The Del Norte Amateur Radio Club function of FCC licensing are able to utilize specific areas of the radio frequency bands. These radio bands are broken up into hundreds of allocations for police, fire, military, AM-FM, TV, commercial applications, etc., etc., To be able to use many of them special knowledge is required and only some hams can use certain frequencies. There are FIVE classifications for ham radio … Novice, technician, general, extra, and advanced.
The greater the knowledge (through testing) the greater access to other bands. There are several ‘band classifications’ which require different methods of propagation which use different types of antenna’s.
Depending on weather and atmospheric conditions different frequencies and their respective antenna’s have greater signal strength and propagation (like bounding of various layers in the atmosphere.) Telephones, both land lines and cellular use various methods as well but are usually dependent on electricity. The don’t require a lot but if an electrical grid goes down emergency communications could be affected. Ham radios use electricity as well but by their nature they have been developed from the use of battery’s. Of course the battery’s need to be charged and that can come from an electrical grid, or a car battery, or a solar panel or a wind generator. Satellites are an additional utility that applies to both but even they can be susceptible to failure or attack in an emergency or military attack.

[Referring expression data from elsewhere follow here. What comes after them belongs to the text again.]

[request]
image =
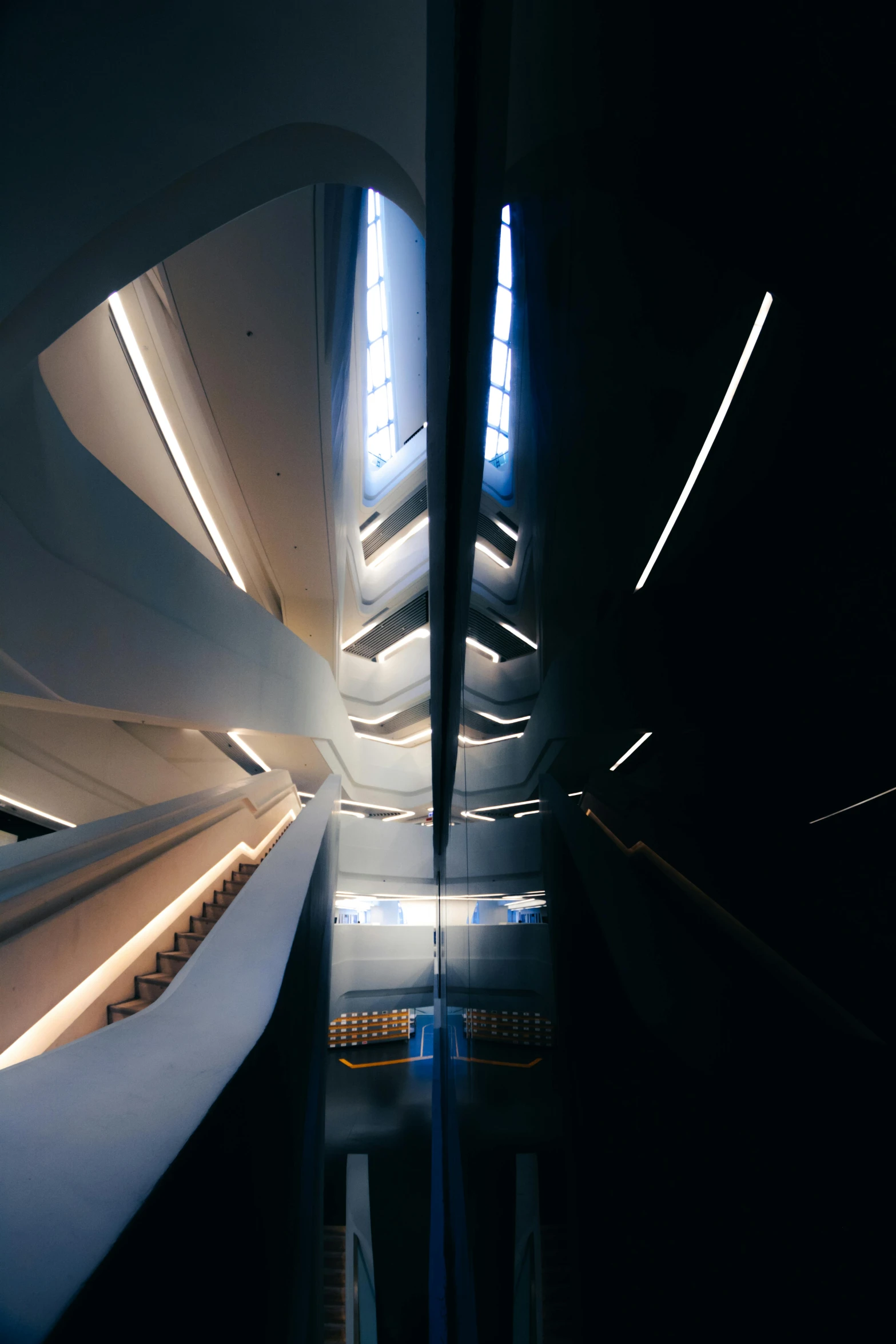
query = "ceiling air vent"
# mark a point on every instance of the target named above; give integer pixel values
(394, 628)
(391, 526)
(493, 636)
(497, 539)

The amounts of combined grants that go into the tower and the associated radio equipment for the upgrade to our emergency profile is about $30,000. This also includes equipment at Red Mountain in Klamath and Camp Six above Gasquet.
The tower was erected a couple weeks back and secured to new guy wire anchors. Saturday, October 12th, several new antennas will be mounted using the Del Norte Fire Protection District hook & ladder truck which will be required to reach the 75′ height. The actual lift will take place between 10:30 and 11:30 AM
The new tower and antenna’s will multiply the reach of the Radio Club and the county in the case of an emergency. Both the Red Cross and grant money through Cindy Henderson at the Office of Emergency Services are making this upgrade possible.